INKARUSSUNNAH
I. PENDAHULUAN
Hadis Nabi saw telah disepakati oleh mayoritas ulama dan umat Islam sebagai sumber kedua ajaran Islam setelah kitab suci al-Qur’an. Berbeda dengan al-Qur’an yang semua ayat-ayatnya disampaikan oleh Nabi saw secara mutawatir dan telah ditulis serta dikumpulkan sejak zaman Nabi saw masih hidup, serta dibukukan secara resmi sejak zaman khalifah Abu Bakar al-Shiddiq, sebagian besar hadis Nabi saw tidaklah diriwayatkan secara mutawatir dan pengkodifikasiannya pun baru dilakukan pada masa khalifah Umar bin Abdul Azis, salah seorang khalifah Bani Umayyah. Hal yang disebutkan terakhir, didukung oleh beberapa faktor lainnya, oleh sekelompok kecil (minoritas) umat Islam dijadikan sebagai alasan untuk menolak otoritas hadis-hadis Nabi saw sebagai hujjah atau sumber ajaran Islam yang wajib ditaati dan diamalkan. Kelompok ini, dalam wacana ilmu hadis, dikenal dengan sebutan kelompok inkar al-sunnah.

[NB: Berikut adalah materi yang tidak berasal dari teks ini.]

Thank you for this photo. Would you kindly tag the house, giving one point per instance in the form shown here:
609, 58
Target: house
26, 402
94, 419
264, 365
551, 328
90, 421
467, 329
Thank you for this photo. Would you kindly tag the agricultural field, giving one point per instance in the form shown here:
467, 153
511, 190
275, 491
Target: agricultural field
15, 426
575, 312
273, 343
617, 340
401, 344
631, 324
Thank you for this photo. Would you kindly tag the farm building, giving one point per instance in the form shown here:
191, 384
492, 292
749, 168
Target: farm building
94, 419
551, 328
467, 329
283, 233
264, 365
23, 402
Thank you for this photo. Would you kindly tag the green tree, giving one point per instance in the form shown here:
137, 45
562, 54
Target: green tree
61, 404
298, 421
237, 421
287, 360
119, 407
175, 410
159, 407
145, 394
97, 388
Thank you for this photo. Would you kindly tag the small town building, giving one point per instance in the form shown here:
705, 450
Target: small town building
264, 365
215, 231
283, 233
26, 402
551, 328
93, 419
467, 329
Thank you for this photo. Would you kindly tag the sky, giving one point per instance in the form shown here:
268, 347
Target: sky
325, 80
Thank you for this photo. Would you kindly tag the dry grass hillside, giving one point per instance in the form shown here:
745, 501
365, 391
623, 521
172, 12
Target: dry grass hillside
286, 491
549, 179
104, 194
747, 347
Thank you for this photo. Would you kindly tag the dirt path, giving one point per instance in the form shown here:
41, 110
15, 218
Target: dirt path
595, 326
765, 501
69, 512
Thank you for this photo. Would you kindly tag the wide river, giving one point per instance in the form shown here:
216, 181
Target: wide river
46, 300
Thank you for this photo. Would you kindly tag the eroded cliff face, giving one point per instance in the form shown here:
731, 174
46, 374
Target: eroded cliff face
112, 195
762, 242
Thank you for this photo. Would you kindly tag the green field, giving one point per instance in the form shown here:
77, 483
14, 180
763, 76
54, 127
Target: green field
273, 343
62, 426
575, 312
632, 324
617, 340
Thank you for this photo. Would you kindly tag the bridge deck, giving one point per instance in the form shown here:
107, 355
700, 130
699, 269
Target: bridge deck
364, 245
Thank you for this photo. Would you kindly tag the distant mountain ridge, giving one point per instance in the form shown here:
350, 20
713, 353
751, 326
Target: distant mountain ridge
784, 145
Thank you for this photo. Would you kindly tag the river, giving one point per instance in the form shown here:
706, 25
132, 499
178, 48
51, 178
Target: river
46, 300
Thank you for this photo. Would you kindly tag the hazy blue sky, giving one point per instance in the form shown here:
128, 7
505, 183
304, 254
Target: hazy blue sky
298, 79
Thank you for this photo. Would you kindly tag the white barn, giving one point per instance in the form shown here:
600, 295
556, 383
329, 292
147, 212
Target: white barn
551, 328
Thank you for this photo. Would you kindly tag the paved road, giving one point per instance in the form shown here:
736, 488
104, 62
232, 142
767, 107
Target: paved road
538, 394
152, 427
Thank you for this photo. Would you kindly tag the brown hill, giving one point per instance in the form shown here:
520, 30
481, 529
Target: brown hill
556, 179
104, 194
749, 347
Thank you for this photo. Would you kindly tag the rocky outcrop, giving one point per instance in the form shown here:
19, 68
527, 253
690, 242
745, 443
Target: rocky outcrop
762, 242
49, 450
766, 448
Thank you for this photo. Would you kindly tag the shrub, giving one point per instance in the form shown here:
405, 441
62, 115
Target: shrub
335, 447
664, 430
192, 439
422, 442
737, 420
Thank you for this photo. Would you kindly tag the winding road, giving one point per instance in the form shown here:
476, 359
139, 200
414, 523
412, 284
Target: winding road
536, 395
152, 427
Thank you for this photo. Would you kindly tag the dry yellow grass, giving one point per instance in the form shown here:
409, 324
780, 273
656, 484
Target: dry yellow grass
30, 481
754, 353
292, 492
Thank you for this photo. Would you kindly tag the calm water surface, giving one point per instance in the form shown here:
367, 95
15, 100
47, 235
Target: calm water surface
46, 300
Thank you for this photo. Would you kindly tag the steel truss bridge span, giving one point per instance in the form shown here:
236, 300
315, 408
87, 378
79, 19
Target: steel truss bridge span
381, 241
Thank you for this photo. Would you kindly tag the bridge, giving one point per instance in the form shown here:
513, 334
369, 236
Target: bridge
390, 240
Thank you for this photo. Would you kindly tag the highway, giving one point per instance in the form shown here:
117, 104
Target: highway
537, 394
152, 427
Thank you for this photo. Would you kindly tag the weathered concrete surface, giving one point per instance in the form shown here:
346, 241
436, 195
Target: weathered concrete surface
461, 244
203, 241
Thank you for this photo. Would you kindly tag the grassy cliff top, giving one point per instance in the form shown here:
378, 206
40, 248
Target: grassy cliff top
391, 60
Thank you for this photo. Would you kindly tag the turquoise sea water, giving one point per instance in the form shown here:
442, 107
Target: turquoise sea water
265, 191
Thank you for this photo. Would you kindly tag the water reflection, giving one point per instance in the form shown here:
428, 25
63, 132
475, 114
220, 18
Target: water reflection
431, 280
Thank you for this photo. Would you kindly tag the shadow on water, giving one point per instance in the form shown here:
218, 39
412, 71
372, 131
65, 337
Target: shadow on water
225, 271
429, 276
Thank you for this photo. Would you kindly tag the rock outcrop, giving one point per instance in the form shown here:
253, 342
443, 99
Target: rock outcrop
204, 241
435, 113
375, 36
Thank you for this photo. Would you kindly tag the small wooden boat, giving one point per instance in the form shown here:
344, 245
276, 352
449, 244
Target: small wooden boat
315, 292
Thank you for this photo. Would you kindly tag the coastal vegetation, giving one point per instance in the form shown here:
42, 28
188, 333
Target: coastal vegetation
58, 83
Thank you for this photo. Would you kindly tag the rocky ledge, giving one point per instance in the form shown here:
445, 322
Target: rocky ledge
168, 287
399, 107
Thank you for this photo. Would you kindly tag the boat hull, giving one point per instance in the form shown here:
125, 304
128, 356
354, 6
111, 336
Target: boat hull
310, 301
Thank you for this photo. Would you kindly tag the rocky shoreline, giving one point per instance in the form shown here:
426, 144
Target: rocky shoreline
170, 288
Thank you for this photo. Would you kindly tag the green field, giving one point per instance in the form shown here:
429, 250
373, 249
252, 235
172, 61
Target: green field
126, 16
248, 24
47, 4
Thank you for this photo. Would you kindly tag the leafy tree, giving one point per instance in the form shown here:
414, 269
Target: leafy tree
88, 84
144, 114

Menurut Quraish Shihab, seperti yang diedit oleh Yunahar Ilyas, penolakan kelompok inkar al-sunnah terhadap kedudukan hadis tersebut membawa konsekuensi pada penolakan terhadap, paling tidak, dua fungsi utama hadis yakni : pertama, bayan ta’kid, menguatkan atau menggarisbawahi kembali apa yang terdapat dalam al-Qur’an; kedua, bayan tafsir, memperjelas dan merinci serta membatasi pengertian lahir dari ayat-ayat al-Qur’an.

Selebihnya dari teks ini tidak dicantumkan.